La tierra suelta había dado paso a piedrecillas y rocas. El río, antes manso, se había convertido en un torrente y, por mucho que a Cabrillo le pareciera una buena idea hacerse a un lado y esperar a que pasara el temporal, no había calas donde refugiarse ni un lugar donde echar amarras.

No tenían más alternativa que seguir adelante como pudieran. El margen de visibilidad se redujo a escasos centímetros, en tanto que los truenos restallaban un instante antes de que los rayos rasgaran el cielo. Pero siguió adelante. Cada vez que la embarcación chocaba con un escollo o la popa se hundía al pasar un rápido, daba gracias por que el único propulsor contara con un reborde que protegía las palas.

De lo contrario la hélice se habría hecho trizas contra las rocas. Requería de muy buena vista darse cuenta de cuándo el agua adquiría de pronto un color marrón chocolate, y de una mente aún más aguda, comprender qué era lo que significaba eso. Cabrillo reaccionó en el acto. Viró bruscamente a la derecha para salir del centro del embravecido río justo cuando el derrumbe orilla arriba sembró el canal de restos flotantes.

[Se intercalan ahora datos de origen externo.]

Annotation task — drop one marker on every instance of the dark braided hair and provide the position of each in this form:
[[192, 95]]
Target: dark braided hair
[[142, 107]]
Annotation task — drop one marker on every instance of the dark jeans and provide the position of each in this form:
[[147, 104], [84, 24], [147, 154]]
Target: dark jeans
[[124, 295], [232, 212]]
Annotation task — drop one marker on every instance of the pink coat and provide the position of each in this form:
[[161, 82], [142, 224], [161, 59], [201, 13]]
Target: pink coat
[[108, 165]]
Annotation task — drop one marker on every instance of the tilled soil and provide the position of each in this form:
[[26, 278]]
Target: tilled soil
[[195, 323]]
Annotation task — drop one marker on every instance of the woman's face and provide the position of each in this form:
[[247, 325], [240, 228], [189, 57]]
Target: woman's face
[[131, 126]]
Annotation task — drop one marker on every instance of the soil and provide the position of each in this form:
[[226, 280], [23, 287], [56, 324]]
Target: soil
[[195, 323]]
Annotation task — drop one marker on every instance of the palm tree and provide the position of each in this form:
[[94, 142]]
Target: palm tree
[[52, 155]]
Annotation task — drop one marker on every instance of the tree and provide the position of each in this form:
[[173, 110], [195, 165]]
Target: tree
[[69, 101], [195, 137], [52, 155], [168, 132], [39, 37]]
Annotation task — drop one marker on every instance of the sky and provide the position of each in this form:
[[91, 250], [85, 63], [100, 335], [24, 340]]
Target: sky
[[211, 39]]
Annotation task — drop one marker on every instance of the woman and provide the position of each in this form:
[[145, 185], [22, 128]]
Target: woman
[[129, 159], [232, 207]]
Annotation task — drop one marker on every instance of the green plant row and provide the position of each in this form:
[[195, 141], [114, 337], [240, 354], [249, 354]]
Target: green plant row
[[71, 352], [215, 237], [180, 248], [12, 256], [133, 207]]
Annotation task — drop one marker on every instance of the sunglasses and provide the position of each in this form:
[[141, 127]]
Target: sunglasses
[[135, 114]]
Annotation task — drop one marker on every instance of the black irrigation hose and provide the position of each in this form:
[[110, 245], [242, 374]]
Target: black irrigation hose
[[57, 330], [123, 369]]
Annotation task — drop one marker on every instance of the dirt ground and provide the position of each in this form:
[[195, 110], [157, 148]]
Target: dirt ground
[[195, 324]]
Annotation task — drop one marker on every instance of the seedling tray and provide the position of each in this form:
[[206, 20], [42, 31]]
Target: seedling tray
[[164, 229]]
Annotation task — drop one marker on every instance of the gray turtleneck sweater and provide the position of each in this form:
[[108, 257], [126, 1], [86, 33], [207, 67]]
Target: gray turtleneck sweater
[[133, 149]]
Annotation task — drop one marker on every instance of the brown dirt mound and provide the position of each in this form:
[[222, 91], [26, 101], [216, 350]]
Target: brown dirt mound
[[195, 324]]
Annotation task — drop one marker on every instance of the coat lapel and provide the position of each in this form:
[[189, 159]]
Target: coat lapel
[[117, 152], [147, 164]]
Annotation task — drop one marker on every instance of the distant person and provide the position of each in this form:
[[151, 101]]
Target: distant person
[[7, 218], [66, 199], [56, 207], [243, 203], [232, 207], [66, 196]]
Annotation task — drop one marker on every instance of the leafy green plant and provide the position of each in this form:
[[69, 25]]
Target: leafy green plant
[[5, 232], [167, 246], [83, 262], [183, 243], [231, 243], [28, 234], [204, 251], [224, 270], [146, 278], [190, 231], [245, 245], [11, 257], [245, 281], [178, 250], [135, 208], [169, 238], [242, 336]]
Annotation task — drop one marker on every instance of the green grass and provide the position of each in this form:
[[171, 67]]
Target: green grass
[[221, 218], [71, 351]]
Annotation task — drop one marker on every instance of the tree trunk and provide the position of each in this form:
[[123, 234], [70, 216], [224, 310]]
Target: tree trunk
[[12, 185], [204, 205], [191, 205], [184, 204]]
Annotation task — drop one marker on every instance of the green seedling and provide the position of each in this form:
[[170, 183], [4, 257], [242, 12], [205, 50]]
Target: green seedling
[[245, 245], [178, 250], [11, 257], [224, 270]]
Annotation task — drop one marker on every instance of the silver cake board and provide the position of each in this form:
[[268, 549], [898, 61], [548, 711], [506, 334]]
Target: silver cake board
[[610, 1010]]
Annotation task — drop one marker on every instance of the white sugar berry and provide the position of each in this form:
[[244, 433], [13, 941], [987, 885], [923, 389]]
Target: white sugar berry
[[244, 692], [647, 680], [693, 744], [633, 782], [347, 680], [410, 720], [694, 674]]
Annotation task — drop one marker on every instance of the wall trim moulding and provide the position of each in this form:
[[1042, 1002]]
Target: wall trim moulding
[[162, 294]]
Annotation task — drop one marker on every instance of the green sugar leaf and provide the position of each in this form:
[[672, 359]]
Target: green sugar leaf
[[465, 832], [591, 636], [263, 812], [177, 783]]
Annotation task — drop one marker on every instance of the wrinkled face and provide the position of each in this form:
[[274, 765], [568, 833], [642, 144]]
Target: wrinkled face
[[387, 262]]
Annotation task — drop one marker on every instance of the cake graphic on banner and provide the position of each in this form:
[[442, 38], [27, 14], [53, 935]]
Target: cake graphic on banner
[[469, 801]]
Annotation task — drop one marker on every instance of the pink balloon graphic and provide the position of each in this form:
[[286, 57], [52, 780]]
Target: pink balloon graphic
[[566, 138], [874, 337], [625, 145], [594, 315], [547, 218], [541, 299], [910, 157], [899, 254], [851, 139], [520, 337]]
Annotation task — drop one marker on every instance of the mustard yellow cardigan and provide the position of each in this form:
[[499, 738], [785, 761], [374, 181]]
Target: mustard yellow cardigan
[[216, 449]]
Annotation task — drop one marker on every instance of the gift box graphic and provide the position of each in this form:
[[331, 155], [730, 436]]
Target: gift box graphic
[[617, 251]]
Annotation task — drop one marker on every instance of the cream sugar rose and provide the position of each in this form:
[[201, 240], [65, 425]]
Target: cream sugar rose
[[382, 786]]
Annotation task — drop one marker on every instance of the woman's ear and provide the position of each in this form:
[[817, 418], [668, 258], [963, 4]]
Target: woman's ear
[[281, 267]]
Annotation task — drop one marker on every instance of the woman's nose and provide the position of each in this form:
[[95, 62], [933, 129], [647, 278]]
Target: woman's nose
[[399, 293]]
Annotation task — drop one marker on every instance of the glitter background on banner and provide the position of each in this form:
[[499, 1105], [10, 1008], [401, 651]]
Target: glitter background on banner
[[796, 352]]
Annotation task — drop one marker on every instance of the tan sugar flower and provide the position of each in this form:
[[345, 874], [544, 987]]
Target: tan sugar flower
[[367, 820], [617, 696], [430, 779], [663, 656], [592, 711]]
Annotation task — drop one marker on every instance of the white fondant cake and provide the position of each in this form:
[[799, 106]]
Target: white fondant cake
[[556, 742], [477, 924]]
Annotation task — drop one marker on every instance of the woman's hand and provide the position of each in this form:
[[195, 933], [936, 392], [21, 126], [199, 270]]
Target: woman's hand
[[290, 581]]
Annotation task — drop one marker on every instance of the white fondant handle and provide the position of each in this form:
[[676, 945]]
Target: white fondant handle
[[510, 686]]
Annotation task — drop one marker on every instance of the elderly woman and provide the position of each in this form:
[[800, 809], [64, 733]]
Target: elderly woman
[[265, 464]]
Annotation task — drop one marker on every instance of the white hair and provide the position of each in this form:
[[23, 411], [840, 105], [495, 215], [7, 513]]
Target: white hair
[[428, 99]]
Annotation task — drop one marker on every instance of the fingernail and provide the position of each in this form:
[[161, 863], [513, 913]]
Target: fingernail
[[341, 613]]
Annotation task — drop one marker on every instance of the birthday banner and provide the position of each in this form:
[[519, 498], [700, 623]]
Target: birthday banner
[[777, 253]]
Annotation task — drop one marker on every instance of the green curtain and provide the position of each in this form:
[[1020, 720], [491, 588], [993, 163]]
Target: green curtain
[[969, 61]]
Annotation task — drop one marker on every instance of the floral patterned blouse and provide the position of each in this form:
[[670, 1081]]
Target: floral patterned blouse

Río abajo se precipitaban árboles enteros, cuyas ramas casi alcanzaban la LNFR, capaces de hacerla zozobrar o, como mínimo, de arrancar los protectores de goma que actuaban como borda. Se habrían hundido de no haber virado Juan cuando lo hizo. Troncos tan grandes como postes de teléfonos, con las raíces al descubierto, pasaron a toda velocidad por su lado.

La erosión estaba devorando la tierra que había sido arrancada de cuajo cuando los árboles cayeron al río. Llegó un momento en el que Juan tuvo que girar bruscamente para evitar el cuerpo ahogado de un búfalo de agua, sus cuernos estuvieron a punto de rozar el lateral de la lancha antes de que la corriente arrastrara a la lastimosa criatura. Algunos bultos estaban demasiado hundidos bajo la superficie para que Cabrillo pudiera verlos, de modo que maniobró siguiendo las indicaciones que MacD gritaba. Se vieron forzados a moverse a derecha y a izquierda para esquivar los restos flotantes que se les venían encima.